本研究では、筆者と同性である女性が初期印象をより良くするためにはどのように行動すれば良いのか、ということを笑顔の順序効果という観点から明らかにしたい。女性が同世代の初対面の他者に自己紹介を行うとき、初期に笑顔を表出する場合と終期に笑顔を表出する場合とではどちらがよりポジティブな印象をもたれ、より強い好意をもたれるか、ということを明らかにしようとする本研究は、日常場面においても十分応用可能であり、また、応用価値のあるものだと考える。
V 目的
1.女性が同世代の初対面の他者に友人づくりを目的とした自己紹介を行うとき、初頭効果、新近効果の観点から、初期に笑顔を表出する場合と終期に笑顔を表出する場合とではどちらがよりポジティブな印象をもたれ、また、より強い好意をもたれるか、ということを明らかにする。

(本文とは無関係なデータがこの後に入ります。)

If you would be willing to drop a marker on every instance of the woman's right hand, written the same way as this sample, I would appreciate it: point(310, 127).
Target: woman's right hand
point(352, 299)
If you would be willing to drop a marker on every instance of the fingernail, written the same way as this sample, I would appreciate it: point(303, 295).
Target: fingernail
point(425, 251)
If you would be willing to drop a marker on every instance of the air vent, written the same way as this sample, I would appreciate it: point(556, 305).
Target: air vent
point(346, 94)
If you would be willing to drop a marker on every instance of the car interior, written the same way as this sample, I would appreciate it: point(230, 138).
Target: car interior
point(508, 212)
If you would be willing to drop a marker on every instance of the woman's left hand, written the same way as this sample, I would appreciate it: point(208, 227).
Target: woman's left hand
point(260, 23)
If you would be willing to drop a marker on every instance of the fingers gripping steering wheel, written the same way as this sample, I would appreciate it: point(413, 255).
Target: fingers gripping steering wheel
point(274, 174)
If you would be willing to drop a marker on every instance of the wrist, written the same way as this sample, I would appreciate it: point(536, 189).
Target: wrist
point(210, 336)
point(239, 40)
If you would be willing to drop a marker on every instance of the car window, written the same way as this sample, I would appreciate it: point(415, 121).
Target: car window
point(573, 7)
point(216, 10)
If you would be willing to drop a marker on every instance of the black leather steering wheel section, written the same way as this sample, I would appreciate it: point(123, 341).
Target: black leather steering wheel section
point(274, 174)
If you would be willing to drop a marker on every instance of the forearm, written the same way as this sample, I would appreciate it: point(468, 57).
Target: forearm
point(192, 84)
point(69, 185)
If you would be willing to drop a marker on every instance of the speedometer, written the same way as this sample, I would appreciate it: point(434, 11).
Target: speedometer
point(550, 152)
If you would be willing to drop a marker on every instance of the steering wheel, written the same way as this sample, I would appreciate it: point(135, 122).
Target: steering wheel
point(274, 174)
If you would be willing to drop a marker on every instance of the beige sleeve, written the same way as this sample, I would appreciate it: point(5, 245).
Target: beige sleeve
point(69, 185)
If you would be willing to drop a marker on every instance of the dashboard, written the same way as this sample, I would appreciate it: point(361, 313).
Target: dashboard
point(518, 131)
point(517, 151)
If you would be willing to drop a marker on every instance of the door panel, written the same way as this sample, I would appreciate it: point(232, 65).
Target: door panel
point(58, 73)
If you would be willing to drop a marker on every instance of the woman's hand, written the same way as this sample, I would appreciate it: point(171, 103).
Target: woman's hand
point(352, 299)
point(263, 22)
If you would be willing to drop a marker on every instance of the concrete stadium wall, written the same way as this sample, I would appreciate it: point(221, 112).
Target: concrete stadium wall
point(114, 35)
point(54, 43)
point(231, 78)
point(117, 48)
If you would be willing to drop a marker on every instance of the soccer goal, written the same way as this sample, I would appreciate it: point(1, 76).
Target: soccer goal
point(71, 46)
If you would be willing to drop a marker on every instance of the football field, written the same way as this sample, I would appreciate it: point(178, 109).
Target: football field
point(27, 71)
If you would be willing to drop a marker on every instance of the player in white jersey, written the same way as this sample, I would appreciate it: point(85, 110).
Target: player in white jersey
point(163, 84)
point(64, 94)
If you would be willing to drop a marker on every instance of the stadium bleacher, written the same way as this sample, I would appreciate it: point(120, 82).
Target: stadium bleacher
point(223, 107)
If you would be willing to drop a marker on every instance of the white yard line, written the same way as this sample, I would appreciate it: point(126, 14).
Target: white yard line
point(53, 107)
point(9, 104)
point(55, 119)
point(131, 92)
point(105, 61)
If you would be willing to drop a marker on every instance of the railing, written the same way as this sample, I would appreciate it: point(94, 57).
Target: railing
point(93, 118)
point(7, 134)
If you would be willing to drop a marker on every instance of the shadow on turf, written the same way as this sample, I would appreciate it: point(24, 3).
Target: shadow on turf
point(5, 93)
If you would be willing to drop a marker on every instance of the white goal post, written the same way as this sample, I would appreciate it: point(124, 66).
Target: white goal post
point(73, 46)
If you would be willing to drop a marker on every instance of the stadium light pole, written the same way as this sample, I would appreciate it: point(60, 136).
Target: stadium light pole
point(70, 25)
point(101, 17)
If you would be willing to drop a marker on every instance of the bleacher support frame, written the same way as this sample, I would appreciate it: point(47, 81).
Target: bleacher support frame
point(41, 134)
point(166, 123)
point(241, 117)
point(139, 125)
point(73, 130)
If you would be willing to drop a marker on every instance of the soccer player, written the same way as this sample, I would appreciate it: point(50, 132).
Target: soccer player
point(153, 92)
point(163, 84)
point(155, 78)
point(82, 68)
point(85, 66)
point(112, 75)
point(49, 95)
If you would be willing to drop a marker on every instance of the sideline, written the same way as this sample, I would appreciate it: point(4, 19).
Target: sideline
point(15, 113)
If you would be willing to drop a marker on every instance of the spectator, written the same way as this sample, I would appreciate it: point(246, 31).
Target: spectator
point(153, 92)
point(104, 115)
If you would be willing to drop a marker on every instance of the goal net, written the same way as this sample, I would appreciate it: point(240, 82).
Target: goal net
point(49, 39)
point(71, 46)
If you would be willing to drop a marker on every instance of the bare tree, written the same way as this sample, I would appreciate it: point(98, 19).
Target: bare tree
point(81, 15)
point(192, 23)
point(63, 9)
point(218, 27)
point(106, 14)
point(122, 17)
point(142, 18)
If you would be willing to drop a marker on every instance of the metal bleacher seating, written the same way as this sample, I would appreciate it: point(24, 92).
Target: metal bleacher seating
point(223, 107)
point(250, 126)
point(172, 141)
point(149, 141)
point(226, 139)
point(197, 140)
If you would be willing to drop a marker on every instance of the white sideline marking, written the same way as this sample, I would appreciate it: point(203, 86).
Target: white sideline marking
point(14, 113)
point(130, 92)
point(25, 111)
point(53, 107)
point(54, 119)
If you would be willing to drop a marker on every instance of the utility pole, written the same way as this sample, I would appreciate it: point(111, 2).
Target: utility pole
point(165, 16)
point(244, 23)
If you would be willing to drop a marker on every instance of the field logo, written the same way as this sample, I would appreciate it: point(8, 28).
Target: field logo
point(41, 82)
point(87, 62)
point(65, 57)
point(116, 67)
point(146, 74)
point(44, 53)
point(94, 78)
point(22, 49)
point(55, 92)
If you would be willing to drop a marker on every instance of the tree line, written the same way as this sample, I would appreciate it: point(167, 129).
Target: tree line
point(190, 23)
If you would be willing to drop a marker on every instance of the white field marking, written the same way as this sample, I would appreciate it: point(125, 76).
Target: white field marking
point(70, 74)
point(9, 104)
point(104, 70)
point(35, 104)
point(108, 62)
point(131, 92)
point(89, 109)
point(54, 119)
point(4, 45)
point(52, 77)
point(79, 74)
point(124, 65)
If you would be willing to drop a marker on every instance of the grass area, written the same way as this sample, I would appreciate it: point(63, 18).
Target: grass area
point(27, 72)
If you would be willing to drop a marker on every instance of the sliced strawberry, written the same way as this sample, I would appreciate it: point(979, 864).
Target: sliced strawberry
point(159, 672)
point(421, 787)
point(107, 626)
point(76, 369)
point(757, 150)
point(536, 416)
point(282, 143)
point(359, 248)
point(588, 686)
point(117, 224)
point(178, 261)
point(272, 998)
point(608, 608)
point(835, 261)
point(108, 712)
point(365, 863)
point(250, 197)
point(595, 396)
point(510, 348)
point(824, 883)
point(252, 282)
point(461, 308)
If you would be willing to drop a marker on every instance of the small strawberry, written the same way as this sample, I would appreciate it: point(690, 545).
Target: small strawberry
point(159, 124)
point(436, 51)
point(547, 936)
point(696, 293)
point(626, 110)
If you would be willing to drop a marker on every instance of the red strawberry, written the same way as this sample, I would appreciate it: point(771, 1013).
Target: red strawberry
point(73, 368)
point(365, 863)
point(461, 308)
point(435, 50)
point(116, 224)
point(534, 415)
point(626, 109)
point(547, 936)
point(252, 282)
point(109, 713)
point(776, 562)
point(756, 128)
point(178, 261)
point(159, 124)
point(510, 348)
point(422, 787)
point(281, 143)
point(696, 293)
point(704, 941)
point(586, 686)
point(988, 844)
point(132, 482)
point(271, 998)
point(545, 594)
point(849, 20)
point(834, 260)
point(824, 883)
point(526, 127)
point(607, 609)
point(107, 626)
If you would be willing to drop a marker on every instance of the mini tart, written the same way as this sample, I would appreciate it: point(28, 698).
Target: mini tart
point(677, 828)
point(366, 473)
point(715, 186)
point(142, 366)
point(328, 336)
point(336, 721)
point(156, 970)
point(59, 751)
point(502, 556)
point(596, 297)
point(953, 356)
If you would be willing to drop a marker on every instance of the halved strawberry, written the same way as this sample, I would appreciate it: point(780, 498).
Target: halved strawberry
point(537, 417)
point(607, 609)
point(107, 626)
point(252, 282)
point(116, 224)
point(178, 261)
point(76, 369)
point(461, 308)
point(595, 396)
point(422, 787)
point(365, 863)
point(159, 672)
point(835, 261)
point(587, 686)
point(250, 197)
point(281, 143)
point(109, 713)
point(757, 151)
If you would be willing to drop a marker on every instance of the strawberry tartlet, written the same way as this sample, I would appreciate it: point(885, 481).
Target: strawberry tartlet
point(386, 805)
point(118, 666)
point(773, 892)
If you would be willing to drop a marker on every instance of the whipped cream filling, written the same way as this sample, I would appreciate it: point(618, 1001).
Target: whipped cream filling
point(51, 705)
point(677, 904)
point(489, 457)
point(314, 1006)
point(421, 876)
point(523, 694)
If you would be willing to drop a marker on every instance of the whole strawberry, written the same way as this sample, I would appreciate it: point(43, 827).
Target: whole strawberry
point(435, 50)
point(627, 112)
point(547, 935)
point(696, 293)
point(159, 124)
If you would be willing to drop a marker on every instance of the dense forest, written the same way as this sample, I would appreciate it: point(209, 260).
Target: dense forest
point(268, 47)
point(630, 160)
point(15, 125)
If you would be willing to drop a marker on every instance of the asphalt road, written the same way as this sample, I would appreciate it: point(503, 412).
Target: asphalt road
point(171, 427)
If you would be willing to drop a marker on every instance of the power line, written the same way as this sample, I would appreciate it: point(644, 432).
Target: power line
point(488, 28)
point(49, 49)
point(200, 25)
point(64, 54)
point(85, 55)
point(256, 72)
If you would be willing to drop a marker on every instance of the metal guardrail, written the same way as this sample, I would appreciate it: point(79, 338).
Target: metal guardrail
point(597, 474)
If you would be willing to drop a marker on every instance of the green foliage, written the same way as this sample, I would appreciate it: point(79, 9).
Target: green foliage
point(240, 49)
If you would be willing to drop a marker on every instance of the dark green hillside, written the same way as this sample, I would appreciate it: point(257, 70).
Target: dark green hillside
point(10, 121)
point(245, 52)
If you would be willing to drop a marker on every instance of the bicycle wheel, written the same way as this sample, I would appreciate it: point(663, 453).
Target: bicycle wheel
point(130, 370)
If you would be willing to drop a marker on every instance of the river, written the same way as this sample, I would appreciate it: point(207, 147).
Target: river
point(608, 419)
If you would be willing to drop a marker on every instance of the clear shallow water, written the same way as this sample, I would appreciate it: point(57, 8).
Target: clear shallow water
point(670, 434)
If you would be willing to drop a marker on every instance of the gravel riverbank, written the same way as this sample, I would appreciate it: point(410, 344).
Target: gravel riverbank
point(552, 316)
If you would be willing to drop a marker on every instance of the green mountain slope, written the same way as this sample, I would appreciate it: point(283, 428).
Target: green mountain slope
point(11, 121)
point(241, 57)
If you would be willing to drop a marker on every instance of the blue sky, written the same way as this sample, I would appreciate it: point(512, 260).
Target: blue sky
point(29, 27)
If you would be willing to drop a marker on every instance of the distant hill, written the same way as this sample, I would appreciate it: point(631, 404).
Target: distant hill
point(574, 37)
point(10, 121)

2.女性が同世代の初対面の他者に友人づくりを目的とした自己紹介を行うとき、相手の性にかかわらず笑顔を表出した場合は笑顔を表出しない場合よりもポジティブな印象をもたれ、また、より強い好意をもたれるかどうかを検討する。また、相手が同性であるか異性であるかによって印象形成における初頭効果と新近効果の現れ方に差が見られるかどうかを検討する。
3.女性が同世代の初対面の他者に友人づくりを目的とした自己紹介を行うとき、相手の認知的熟慮性−衝動性の違いによる、印象形成における初頭効果と新近効果の相対的現れやすさの差を検討する。